La sonrisa de Diane se congeló a la mitad de su mejilla.
“Ah, y una cosa más”.
Metí la mano en el cajón debajo de los cubiertos y saqué un delgado sobre que había guardado debajo de los menús de comida para llevar durante tres meses.
– Señor. Whitfield dice hola”.
La pluma de Aaron dejó de hacer clic.
“Es el abogado de mi abuela”, le expliqué. “Fui a él en agosto. No porque lo supiera, sino porque la cuarta vez que Aaron me pidió que lo agregara a la escritura, algo en mi estómago se quedó en silencio, y me dije a mí mismo que estaba siendo paranoico durante todo el viaje”.

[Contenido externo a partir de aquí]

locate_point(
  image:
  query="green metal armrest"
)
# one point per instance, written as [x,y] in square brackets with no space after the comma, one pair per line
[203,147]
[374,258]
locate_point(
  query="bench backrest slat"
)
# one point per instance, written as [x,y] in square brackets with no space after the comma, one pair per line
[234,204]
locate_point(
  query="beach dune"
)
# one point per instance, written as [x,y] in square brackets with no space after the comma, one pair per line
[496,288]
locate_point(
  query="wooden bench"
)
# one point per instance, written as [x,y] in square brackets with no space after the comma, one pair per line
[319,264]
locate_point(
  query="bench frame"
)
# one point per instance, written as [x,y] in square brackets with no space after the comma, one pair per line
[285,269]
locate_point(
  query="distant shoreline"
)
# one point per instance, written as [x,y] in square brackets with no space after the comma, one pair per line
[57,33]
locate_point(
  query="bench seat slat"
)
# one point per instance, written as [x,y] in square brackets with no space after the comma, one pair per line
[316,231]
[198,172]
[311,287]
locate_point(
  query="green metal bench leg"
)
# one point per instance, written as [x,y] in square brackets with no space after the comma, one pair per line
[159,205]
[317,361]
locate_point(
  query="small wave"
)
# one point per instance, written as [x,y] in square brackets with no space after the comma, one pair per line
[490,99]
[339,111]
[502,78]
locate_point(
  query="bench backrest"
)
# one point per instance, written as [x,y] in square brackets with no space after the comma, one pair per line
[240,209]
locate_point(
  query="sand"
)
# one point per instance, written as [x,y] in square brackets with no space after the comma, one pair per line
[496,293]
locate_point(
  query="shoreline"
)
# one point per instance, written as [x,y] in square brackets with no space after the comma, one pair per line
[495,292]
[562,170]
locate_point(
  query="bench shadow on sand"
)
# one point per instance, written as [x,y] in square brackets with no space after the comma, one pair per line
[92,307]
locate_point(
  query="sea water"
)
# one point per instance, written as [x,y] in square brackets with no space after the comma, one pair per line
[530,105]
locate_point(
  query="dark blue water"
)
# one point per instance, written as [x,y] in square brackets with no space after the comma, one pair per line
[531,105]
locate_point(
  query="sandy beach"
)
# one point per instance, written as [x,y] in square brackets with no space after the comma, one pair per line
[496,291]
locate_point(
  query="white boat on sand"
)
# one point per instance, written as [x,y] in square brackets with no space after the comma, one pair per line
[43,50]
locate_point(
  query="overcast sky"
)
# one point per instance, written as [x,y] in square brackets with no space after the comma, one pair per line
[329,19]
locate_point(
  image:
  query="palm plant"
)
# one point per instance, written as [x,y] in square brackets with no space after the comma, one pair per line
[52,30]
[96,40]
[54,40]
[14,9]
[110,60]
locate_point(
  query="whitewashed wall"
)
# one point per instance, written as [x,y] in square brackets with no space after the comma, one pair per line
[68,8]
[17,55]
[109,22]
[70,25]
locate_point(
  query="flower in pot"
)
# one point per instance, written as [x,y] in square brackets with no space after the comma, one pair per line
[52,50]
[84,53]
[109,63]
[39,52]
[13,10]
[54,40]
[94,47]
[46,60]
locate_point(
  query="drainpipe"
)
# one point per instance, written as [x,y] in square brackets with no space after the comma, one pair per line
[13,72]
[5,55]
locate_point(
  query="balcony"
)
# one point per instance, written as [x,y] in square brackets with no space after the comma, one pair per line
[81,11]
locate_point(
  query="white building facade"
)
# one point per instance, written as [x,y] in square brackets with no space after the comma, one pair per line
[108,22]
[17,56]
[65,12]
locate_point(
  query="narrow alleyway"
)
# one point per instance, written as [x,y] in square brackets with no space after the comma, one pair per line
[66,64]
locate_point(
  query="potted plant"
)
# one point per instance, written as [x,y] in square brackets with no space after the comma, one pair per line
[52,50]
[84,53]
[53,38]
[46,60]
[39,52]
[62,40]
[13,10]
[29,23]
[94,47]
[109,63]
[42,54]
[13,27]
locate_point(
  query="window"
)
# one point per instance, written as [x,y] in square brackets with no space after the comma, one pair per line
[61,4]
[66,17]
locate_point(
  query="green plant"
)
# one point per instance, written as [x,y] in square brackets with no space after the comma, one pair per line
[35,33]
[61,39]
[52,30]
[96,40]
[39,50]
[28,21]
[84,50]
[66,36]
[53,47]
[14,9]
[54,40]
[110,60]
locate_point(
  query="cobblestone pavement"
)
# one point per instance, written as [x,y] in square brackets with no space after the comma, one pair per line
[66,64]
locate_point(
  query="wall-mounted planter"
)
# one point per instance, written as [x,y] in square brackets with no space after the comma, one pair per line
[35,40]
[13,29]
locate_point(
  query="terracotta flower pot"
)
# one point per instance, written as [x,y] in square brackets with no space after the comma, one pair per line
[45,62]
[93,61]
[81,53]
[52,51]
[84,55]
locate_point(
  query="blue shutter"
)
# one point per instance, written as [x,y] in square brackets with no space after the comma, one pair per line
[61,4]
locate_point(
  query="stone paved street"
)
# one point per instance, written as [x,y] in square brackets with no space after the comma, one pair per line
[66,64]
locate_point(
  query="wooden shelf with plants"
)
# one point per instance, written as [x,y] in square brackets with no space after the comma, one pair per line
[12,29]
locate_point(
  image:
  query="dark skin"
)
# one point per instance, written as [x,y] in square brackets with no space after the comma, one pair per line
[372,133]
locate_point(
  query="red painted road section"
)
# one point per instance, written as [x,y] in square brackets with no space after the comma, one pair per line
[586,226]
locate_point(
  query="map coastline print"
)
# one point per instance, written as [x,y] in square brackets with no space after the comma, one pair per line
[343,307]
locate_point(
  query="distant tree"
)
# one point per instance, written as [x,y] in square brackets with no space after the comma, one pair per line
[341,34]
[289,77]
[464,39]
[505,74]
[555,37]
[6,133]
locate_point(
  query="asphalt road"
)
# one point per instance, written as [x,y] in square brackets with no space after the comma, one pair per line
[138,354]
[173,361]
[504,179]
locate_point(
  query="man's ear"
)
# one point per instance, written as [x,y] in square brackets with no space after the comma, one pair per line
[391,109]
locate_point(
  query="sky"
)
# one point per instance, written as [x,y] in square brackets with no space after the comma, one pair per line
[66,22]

“Pero la confianza fue reestructurada, de todos modos. Soy el único firmante, y fue presenciado de forma independiente. La casa nunca iba a ser tuya, Aaron. Ni siquiera por un minuto”, le dije.
La boca de Diane se abrió, pero no salieron palabras.
—Tú —dije, volviéndose hacia ella—, le has estado pagando para que guarde una puerta que ya estaba cerrada con llave.
Aarón colocó la pluma con mucho cuidado, como si le hubiera mordido.
– Sandra -empezó. “Bebé, escucha.”
– No Lo Hagas.
Cogí mi copa de vino, la que había puesto, y la llevaba al fregadero. Lo derramé lentamente.
Luego me volví hacia las dos personas que habían conspirado contra mí durante años.
“Ahora,” dije. “Hablemos de lo que sucederá a continuación”.
Miré a Aaron, luego a Diane, y sentí que algo se asentaba dentro de mi pecho que no había sentido en años: tranquilo.